Morceaux choisis de l’intervention de Mireille Delmas-Marty, juriste, professeure au Collège de France, membre de l’Académie des sciences morales et politiques, et présidente du FIG 2012 à l’inauguration du Festival le 11 octobre.

Comment saisir la relation entre droit et géographie ?

Par le climat?
Pascal a écrit « Vérité en deçà des Pyrénées, erreur au-delà ». Montesquieu montre également la relation entre les lois et le climat.
Or depuis la problématique du réchauffement climatique, la variabilité des lois selon le climat a laissé place à l’universalisme d’une gouvernance mondiale qui postule l’inverse. C’est au droit d’influencer désormais le climat ! Mais réécrire Pascal et Montesquieu, voilà un pari risqué.

Par le territoire?
Une ancienne carte de la CIA (WorldFactbook) montrait le monde en trois couleurs. En gris les pays de Common law (tradition anglo-saxonne), en noir ceux du droit romano-germanique et en blanc tout le reste.
Cette approche présente une difficulté, car le monde a considérablement changé avec l’expansion de phénomènes qui dépassent le territoire : extra-territorialité, trans-territorialité (avec Internet par exemple), multi-territorialité.
Le cas de la Turquie est particulièrement intéressant, entre plusieurs mondes géographiques et juridiques. Ce pays est membre du Conseil de l’Europe, un juge turc siège ainsi au conseil des droits de l’Homme. Il est également membre fondateur en 1977 avec l’Iran et le Pakistan de l’ECO (Organisation de Coopération économique) — organisation de coopération économique et de lutte contre certains trafics, qui s’est élargie à 11 États. À terme, cette multi-territorialité pourrait poser des conflits, par exemple si ECO impose une extradition, puisque le Conseil de l’Europe interdit d’extrader des personnes vers des pays pratiquant la peine de mort comme l’Iran.
En augmentant en complexité, l’internationalisation du Droit contribue au pluralisme, mais perd en cohérence. Il s’agit de la tragédie des trois C : lorsqu’un système dépasse un certain niveau de Complexité, il ne peut être à la fois Cohérent et Complet.

Par le paysage?
Le juriste serait-il paysagiste ? Il se veut constructeur, plutôt architecte, il pose des fondations, des piliers.
Or ces pratiques se sont transformées avec la mondialisation du Droit. Celle-ci conduit à une suppression des bornes (frontières transgressées, neutralisées), à une diversification des sources (superposition de sources non-étatiques) et à la modification des formes (pas de hiérarchie stricte, mais subsidiarité, complémentarité, un mouvement de va-et-vient, car les États acceptent mal la perte de leur souveraineté).
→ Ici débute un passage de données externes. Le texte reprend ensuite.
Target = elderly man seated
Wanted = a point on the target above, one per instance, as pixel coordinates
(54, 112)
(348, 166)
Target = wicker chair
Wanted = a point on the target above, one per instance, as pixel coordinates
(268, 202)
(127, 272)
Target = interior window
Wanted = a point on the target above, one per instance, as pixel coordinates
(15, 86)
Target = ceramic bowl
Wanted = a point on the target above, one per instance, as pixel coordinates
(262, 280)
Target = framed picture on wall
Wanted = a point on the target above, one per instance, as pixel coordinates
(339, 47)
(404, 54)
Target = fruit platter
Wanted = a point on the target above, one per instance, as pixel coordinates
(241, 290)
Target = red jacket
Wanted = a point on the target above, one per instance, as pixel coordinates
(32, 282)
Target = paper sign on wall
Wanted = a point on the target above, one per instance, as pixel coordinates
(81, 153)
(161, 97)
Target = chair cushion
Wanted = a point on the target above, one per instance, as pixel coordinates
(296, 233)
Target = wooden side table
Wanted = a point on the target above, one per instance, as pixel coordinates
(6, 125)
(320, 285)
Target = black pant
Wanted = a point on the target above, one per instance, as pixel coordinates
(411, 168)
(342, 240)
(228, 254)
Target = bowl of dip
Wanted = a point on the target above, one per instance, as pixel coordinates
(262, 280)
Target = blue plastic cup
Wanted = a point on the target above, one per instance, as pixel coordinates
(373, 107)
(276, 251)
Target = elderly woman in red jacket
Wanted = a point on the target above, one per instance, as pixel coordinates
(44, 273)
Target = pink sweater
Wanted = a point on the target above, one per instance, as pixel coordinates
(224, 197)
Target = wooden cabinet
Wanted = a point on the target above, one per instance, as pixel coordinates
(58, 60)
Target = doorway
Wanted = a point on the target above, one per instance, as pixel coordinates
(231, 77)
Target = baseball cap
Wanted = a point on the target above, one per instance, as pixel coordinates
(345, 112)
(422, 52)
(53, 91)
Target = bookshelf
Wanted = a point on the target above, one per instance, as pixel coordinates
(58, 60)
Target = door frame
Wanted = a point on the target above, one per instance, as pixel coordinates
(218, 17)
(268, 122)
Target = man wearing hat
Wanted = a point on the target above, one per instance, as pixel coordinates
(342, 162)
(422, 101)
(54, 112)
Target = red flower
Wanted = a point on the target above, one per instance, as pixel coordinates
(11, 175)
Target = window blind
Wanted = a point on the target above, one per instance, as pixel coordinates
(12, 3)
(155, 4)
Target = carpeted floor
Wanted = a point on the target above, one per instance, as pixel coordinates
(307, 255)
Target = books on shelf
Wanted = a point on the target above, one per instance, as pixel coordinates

Pour ces raisons, le paysage juridique mondial est en expansion et en mouvement. On est bien loin de la pyramide et de l’architecte ! Il ne s’agit pas non plus de réseaux ni de rhizome, ces termes ne décrivent pas l’instabilité. Il s’agit d’un nuage ordonné, dès que le dessin est terminé, les contours ont déjà changé. Se pose la question du vent, du souffle qui donne la direction…

Intérêt pour geosophie.eu

Rapprocher droit et paysage, ou droit et géographie relève de l’exercice de rhétorique où le conférencier joue avec les mots et l’auditoire se garde bien de demander des éclaircissements. Mais au fond, peu importe, car ce jeu de l’esprit apporte au passage des éclairages rafraichissants comme cette idée que le postulat de la variabilité des lois selon le climat a laissé la place à l’inverse (le droit influence le climat). Notre rapport au monde, notre manière de le penser dépasse de très loin le petit jardin des géographes et c’est une promesse d’avenir.